The components of the brachial plexus extend laterally from the neck, pass superior to the first rib, and then continue into the axilla.
Each brachial plexus innervates the pectoral girdle and the entire upper limb of one side.
Five major terminal branches emerge from the three cords: the axillary, median, musculocutaneous, radial, and ulnar nerves.
Lumbar Plexuses
The left and right lumbar plexuses are formed from the anterior rami of spinal nerves L1–L4 located lateral to the L1–L4 vertebrae and along the psoas major muscle in the posterior abdominal wall.
The lumbar plexus is structurally less complex than the brachial plexus.
Sacral Plexuses
The left and right sacral plexuses are formed from the anterior rami of spinal nerves L4–S4 and are located immediately inferior to the lumbar plexuses.
The nerves emerging from a sacral plexus innervate the gluteal region, pelvis, perineum, posterior thigh, and almost all of the leg and foot.
Reflexes are rapid, automatic, involuntary reactions of muscles or glands to a stimulus. All reflexes have similar properties:
A stimulus is required to initiate a response to sensory input.
A rapid response requires that few neurons be involved and synaptic delay be minimal.
An automatic response occurs the same way every time.
An involuntary response requires no intent or pre-awareness of the reflex activity. Thus, reflexes are usually not suppressed. Awareness of the stimulus occurs after the reflex action has been completed, in time to correct or avoid a potentially dangerous situation.
Components of a Reflex Arc
A reflex arc is the neural “wiring” of a single reflex. It always begins at a receptor in the PNS, communicates with the CNS, and ends at a peripheral effector, such as a muscle or gland cell.
The number of intermediate steps varies, depending on the complexity of the reflex. Generally, five steps are involved in a simple reflex arc:
Stimulus activates receptors
Nerve impulse travels through sensory neurons to the CNS.
Information from nerve impulse is processed in the integration center by interneurons.
Motor neurons transmits nerve impulse to effector.
Effector responds to nerve impulse from motor neuron.
Reflex arcs may be ipsilateral or contralateral.
A reflex arc is termed ipsilateral when both the receptor and effector organs of the reflex are on the same side of the spinal cord.
A reflex arc is contralateral when the sensory impulses from a receptor organ cross over through the spinal cord to activate effector organs in the opposite limb.
Reflexes may also be monosynaptic or polysynaptic.
A monosynaptic reflex is the simplest of all reflexes.
The sensory axons synapse directly on the motor neurons, whose axons project to the effector.
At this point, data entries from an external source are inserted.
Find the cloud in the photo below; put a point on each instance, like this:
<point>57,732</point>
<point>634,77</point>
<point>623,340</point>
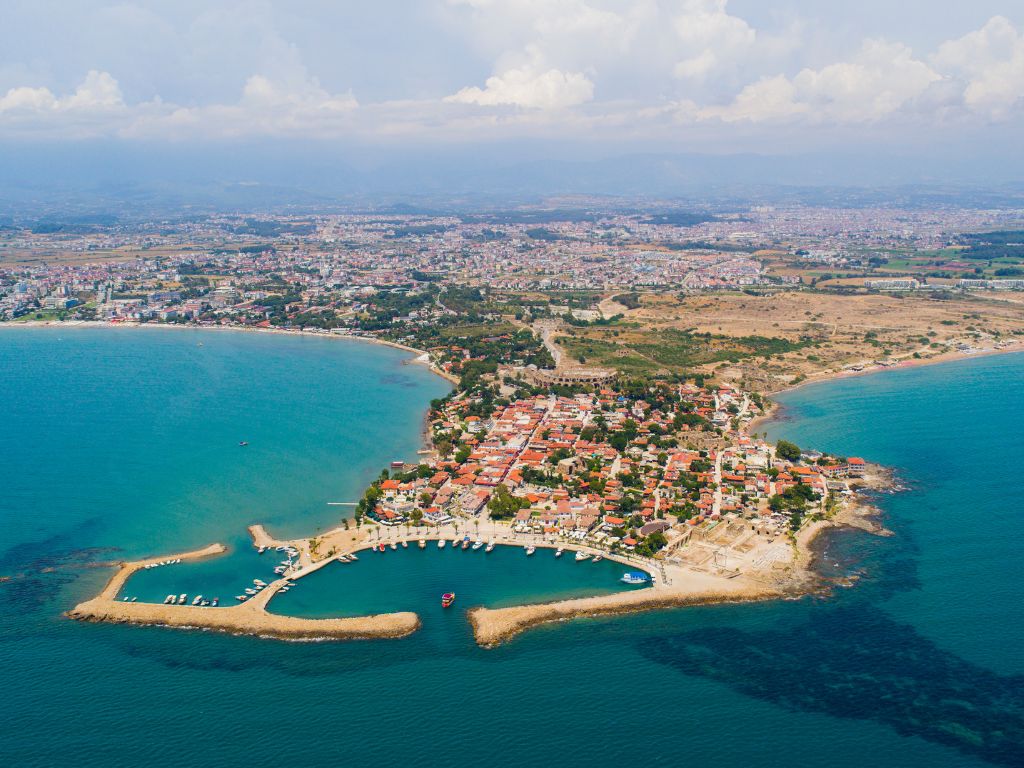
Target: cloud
<point>710,37</point>
<point>880,81</point>
<point>989,62</point>
<point>529,86</point>
<point>98,91</point>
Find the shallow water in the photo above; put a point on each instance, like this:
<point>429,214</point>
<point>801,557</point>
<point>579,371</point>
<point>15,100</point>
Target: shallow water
<point>118,443</point>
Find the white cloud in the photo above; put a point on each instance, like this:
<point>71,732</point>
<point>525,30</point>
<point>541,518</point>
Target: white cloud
<point>98,91</point>
<point>529,86</point>
<point>880,81</point>
<point>710,37</point>
<point>990,62</point>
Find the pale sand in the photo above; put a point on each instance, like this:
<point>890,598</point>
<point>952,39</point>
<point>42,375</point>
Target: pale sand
<point>250,617</point>
<point>492,627</point>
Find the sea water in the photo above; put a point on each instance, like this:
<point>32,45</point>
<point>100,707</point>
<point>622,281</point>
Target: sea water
<point>118,443</point>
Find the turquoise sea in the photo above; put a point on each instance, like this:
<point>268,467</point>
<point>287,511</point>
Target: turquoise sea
<point>121,442</point>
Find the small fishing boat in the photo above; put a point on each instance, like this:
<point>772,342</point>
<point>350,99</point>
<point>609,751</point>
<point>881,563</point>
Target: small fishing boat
<point>635,577</point>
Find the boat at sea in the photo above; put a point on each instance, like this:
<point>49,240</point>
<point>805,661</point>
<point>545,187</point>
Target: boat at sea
<point>635,577</point>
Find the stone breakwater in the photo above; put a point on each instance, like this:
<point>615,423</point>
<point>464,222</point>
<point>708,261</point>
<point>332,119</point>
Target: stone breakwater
<point>250,617</point>
<point>493,627</point>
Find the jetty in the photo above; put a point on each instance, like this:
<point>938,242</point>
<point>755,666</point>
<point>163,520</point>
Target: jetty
<point>250,617</point>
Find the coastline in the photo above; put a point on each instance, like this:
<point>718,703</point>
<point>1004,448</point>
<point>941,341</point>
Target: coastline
<point>422,355</point>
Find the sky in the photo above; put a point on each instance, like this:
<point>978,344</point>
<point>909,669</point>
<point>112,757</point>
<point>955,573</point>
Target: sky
<point>933,78</point>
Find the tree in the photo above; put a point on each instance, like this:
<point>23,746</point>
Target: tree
<point>788,451</point>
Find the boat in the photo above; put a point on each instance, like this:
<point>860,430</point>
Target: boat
<point>635,577</point>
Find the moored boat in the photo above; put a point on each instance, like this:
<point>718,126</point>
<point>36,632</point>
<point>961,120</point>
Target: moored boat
<point>635,577</point>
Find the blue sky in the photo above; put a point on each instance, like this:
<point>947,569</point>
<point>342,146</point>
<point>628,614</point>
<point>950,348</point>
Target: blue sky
<point>705,76</point>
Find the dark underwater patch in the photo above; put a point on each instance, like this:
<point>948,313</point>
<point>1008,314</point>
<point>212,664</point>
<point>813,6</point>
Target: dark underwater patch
<point>856,663</point>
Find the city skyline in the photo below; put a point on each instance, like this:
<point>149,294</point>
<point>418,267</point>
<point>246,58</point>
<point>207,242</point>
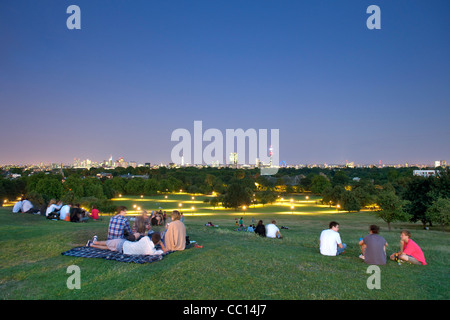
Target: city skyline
<point>134,73</point>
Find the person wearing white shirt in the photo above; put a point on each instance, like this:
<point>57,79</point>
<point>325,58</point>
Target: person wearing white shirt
<point>27,206</point>
<point>17,207</point>
<point>330,241</point>
<point>65,210</point>
<point>53,206</point>
<point>272,230</point>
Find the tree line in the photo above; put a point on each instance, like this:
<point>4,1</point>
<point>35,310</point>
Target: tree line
<point>393,194</point>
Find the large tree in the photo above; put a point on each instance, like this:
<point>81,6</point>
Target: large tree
<point>391,208</point>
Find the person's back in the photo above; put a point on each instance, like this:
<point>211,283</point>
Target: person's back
<point>95,213</point>
<point>271,230</point>
<point>175,236</point>
<point>144,246</point>
<point>75,214</point>
<point>329,240</point>
<point>375,252</point>
<point>412,249</point>
<point>26,206</point>
<point>260,229</point>
<point>17,207</point>
<point>64,212</point>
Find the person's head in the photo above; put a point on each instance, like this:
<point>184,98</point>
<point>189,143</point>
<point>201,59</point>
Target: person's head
<point>334,225</point>
<point>405,235</point>
<point>374,229</point>
<point>122,210</point>
<point>156,238</point>
<point>139,223</point>
<point>175,215</point>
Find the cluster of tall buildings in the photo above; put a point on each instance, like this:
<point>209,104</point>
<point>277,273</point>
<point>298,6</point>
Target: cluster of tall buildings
<point>107,164</point>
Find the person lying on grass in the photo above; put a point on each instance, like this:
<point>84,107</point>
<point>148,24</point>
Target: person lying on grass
<point>373,247</point>
<point>409,250</point>
<point>145,246</point>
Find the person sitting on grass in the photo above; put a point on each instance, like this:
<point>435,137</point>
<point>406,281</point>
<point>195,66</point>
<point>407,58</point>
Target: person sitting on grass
<point>260,229</point>
<point>330,241</point>
<point>17,206</point>
<point>272,231</point>
<point>27,207</point>
<point>64,213</point>
<point>119,227</point>
<point>145,246</point>
<point>53,208</point>
<point>140,226</point>
<point>174,238</point>
<point>94,213</point>
<point>373,247</point>
<point>409,250</point>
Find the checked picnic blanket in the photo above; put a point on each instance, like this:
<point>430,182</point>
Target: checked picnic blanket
<point>90,252</point>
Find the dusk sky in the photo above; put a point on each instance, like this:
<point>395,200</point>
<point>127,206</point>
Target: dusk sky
<point>138,70</point>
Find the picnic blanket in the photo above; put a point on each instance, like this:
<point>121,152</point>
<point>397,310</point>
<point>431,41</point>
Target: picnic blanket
<point>91,252</point>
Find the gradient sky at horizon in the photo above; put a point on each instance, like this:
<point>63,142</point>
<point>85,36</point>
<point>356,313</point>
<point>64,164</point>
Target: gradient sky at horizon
<point>136,71</point>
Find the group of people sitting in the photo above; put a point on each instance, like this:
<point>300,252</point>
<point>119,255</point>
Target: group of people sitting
<point>56,210</point>
<point>270,230</point>
<point>141,239</point>
<point>373,246</point>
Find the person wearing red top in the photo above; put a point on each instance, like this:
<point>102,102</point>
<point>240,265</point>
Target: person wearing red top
<point>409,250</point>
<point>94,213</point>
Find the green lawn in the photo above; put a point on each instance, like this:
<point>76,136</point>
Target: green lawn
<point>231,265</point>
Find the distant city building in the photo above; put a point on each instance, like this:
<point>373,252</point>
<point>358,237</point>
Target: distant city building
<point>424,173</point>
<point>440,163</point>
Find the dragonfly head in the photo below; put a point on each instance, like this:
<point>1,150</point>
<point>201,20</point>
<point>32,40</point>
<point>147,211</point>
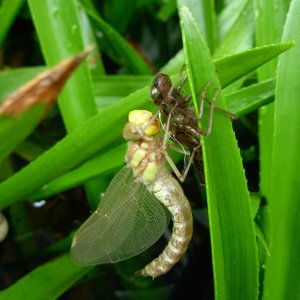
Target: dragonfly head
<point>142,125</point>
<point>160,88</point>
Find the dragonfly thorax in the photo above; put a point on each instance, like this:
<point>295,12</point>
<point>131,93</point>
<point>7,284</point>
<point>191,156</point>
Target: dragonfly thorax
<point>145,159</point>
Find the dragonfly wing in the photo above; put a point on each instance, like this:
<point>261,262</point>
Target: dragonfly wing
<point>128,220</point>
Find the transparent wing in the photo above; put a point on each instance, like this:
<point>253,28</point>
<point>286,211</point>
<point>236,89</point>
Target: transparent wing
<point>128,220</point>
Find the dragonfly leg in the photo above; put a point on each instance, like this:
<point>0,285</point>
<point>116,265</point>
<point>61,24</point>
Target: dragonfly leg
<point>180,84</point>
<point>181,176</point>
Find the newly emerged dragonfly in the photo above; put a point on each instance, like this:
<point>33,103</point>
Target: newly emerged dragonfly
<point>134,211</point>
<point>179,117</point>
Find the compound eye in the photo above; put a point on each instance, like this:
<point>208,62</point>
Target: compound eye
<point>154,94</point>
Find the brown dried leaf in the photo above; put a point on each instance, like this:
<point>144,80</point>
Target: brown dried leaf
<point>44,88</point>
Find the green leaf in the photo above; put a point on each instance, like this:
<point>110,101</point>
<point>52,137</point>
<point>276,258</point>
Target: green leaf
<point>239,103</point>
<point>240,35</point>
<point>231,225</point>
<point>10,80</point>
<point>250,98</point>
<point>60,35</point>
<point>119,46</point>
<point>269,20</point>
<point>282,267</point>
<point>48,281</point>
<point>96,166</point>
<point>8,12</point>
<point>233,67</point>
<point>203,13</point>
<point>74,149</point>
<point>14,129</point>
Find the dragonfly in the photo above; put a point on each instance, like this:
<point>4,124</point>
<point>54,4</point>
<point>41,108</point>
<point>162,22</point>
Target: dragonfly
<point>180,120</point>
<point>137,205</point>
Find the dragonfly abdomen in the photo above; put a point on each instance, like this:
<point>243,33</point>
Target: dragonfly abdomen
<point>167,190</point>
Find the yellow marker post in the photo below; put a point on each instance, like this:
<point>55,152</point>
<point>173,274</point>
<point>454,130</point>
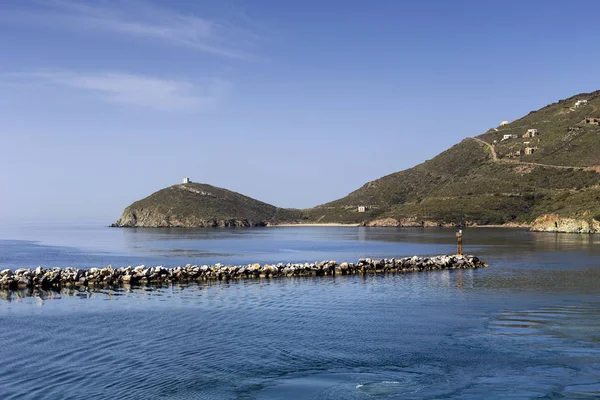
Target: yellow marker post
<point>459,244</point>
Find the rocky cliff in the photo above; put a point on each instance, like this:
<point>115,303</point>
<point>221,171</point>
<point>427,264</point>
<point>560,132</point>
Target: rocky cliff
<point>201,205</point>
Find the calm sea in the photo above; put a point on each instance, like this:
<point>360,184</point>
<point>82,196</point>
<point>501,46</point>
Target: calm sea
<point>527,327</point>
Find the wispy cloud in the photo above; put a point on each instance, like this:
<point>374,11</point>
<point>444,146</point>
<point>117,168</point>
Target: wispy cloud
<point>141,19</point>
<point>139,91</point>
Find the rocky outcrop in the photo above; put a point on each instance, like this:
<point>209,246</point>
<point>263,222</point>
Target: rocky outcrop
<point>201,205</point>
<point>556,223</point>
<point>60,277</point>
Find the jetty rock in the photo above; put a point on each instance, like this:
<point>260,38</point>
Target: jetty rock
<point>58,277</point>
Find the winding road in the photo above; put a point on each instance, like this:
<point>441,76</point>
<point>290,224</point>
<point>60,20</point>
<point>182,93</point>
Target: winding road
<point>507,161</point>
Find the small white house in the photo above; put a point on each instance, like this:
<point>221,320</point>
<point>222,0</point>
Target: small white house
<point>531,133</point>
<point>530,150</point>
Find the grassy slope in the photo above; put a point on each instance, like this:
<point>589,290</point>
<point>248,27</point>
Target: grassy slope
<point>464,184</point>
<point>196,202</point>
<point>461,184</point>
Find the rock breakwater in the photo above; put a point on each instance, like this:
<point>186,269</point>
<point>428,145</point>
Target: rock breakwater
<point>59,277</point>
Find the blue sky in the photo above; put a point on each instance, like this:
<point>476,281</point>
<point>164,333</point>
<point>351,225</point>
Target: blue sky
<point>293,103</point>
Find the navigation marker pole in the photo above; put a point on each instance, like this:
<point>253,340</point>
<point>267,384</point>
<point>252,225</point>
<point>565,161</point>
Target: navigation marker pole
<point>459,244</point>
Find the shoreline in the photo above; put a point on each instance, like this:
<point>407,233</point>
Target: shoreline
<point>66,277</point>
<point>315,224</point>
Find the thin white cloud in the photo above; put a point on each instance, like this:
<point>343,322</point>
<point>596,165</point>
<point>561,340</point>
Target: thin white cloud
<point>140,91</point>
<point>137,18</point>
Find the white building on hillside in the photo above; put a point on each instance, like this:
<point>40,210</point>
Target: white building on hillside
<point>531,133</point>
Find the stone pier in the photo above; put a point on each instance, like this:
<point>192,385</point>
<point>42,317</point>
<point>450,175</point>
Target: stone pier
<point>65,277</point>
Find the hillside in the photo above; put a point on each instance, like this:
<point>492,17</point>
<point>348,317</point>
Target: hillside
<point>201,205</point>
<point>493,178</point>
<point>542,170</point>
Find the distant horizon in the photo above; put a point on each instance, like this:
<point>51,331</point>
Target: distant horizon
<point>291,104</point>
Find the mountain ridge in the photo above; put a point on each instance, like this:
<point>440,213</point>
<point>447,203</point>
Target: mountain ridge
<point>543,167</point>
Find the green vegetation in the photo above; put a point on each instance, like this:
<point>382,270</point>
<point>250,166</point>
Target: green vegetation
<point>196,204</point>
<point>464,184</point>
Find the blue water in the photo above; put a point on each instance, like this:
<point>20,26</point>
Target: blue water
<point>527,327</point>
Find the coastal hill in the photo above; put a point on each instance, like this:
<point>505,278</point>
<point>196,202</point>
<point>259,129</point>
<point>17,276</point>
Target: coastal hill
<point>200,205</point>
<point>542,170</point>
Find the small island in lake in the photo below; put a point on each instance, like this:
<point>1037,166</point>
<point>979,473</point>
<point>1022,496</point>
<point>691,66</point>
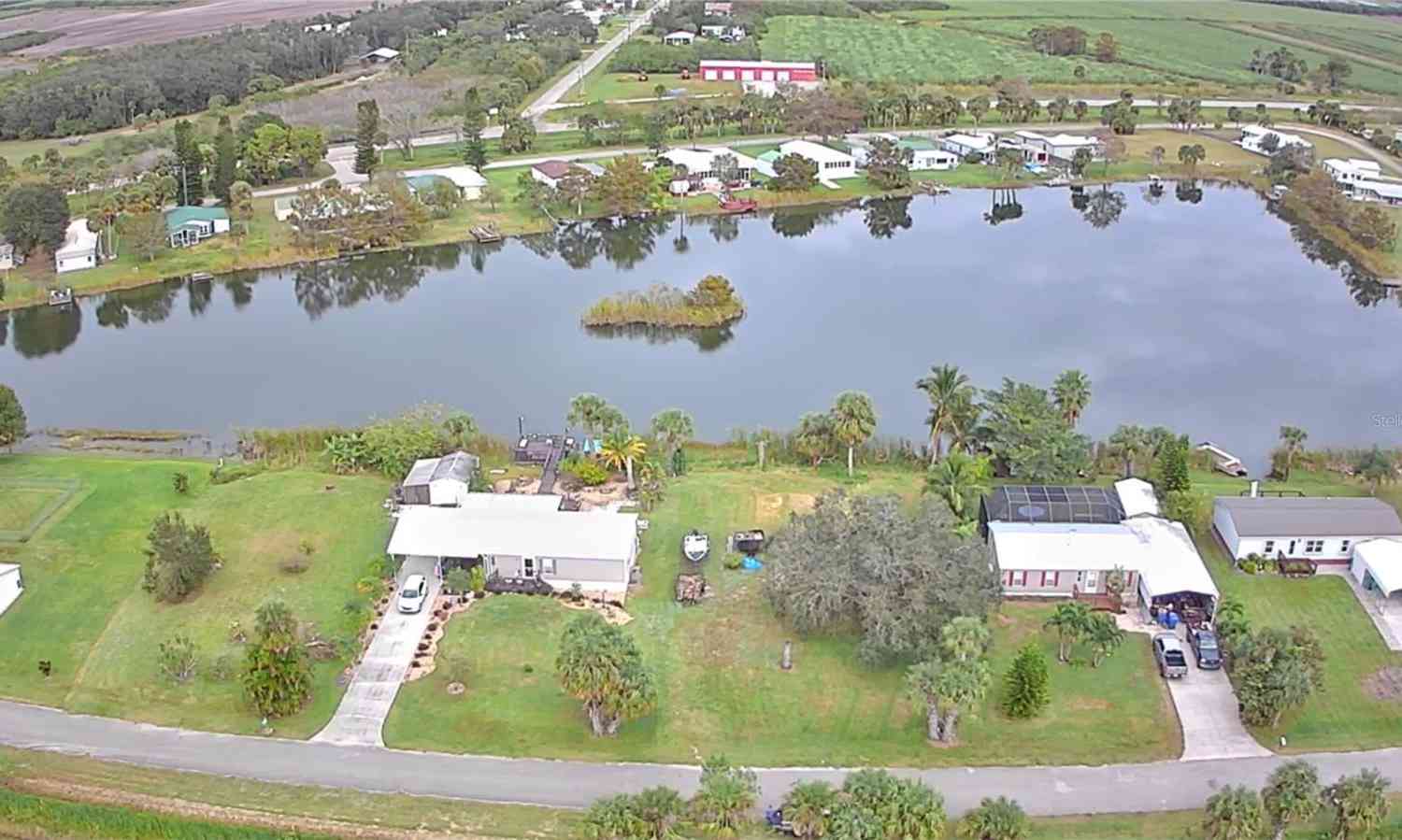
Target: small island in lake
<point>711,303</point>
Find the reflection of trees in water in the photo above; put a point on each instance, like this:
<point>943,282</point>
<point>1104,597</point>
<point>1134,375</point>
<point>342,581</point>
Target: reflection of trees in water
<point>1363,285</point>
<point>885,216</point>
<point>1104,206</point>
<point>477,252</point>
<point>706,339</point>
<point>240,286</point>
<point>1188,192</point>
<point>199,296</point>
<point>42,330</point>
<point>345,282</point>
<point>723,227</point>
<point>801,221</point>
<point>149,305</point>
<point>1006,206</point>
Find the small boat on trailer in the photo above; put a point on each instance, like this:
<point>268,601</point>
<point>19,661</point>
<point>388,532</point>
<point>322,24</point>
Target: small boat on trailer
<point>695,546</point>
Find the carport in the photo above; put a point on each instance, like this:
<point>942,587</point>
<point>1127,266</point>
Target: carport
<point>1377,567</point>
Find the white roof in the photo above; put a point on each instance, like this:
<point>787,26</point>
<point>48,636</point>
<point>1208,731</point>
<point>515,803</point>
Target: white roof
<point>1382,188</point>
<point>78,240</point>
<point>1384,560</point>
<point>1168,562</point>
<point>725,64</point>
<point>1136,497</point>
<point>972,140</point>
<point>1063,548</point>
<point>815,151</point>
<point>1353,164</point>
<point>463,177</point>
<point>701,160</point>
<point>488,501</point>
<point>1059,139</point>
<point>467,532</point>
<point>1160,550</point>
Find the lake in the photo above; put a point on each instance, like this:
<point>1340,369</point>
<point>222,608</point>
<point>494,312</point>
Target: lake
<point>1199,310</point>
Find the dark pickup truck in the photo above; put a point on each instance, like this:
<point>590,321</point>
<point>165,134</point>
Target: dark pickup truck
<point>1168,652</point>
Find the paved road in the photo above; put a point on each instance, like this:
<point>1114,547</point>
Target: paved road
<point>359,719</point>
<point>554,93</point>
<point>1113,789</point>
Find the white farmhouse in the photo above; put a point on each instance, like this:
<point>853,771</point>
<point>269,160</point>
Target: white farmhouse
<point>1253,139</point>
<point>832,164</point>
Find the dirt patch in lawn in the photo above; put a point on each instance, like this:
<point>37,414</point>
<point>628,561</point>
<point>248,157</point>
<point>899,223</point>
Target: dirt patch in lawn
<point>1385,683</point>
<point>219,814</point>
<point>773,506</point>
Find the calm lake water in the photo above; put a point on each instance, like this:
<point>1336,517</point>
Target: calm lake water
<point>1205,316</point>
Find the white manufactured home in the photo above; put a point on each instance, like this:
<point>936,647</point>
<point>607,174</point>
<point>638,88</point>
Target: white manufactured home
<point>594,550</point>
<point>1323,529</point>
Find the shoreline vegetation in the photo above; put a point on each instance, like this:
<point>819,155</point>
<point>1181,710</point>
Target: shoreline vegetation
<point>709,303</point>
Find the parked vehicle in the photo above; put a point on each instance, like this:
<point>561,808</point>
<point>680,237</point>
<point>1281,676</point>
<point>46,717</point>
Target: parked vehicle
<point>1205,648</point>
<point>1168,652</point>
<point>414,593</point>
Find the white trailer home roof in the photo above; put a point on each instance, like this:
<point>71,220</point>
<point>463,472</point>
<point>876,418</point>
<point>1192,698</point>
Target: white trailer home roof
<point>470,532</point>
<point>1311,517</point>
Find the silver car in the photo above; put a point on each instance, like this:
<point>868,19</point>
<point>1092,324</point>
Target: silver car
<point>414,593</point>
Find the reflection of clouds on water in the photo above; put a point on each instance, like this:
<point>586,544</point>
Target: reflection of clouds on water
<point>707,338</point>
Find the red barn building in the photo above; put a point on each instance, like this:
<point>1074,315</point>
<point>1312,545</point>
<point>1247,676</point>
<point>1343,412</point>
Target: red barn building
<point>776,72</point>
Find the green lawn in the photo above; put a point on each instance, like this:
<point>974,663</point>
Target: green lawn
<point>603,86</point>
<point>83,607</point>
<point>720,685</point>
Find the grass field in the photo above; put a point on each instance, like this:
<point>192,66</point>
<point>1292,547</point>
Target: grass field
<point>83,607</point>
<point>720,685</point>
<point>877,50</point>
<point>1164,44</point>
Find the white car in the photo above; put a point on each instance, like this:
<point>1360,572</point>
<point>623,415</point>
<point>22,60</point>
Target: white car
<point>414,593</point>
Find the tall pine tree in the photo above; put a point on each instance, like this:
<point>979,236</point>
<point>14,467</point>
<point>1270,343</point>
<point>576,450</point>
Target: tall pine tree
<point>367,126</point>
<point>191,160</point>
<point>226,159</point>
<point>474,149</point>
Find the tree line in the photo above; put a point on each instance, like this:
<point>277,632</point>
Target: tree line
<point>114,87</point>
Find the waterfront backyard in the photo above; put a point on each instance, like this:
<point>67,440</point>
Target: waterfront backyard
<point>84,612</point>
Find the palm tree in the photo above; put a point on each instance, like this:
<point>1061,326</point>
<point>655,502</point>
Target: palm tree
<point>958,480</point>
<point>1070,620</point>
<point>945,386</point>
<point>1130,444</point>
<point>586,411</point>
<point>672,428</point>
<point>1233,814</point>
<point>1104,635</point>
<point>807,806</point>
<point>1292,795</point>
<point>1292,438</point>
<point>620,449</point>
<point>1071,392</point>
<point>854,420</point>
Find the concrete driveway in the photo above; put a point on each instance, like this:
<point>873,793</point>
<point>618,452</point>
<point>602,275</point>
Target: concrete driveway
<point>359,719</point>
<point>1208,710</point>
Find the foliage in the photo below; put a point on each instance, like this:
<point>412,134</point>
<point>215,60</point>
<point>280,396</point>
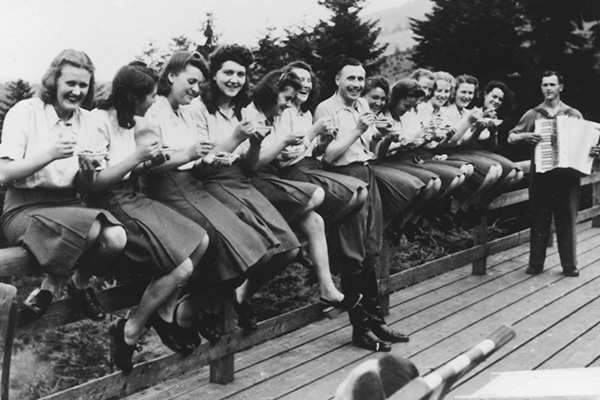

Interneurons are not involved in processing this reflex.
Very minor synaptic delay is incurred in the single synapse of this reflex arc, resulting in a very prompt reflex response.
Polysynaptic reflexes have more complex neural pathways that exhibit a number of synapses involving interneurons within the reflex arc.
Because this reflex arc has more components, there is a more prolonged delay between stimulus and response.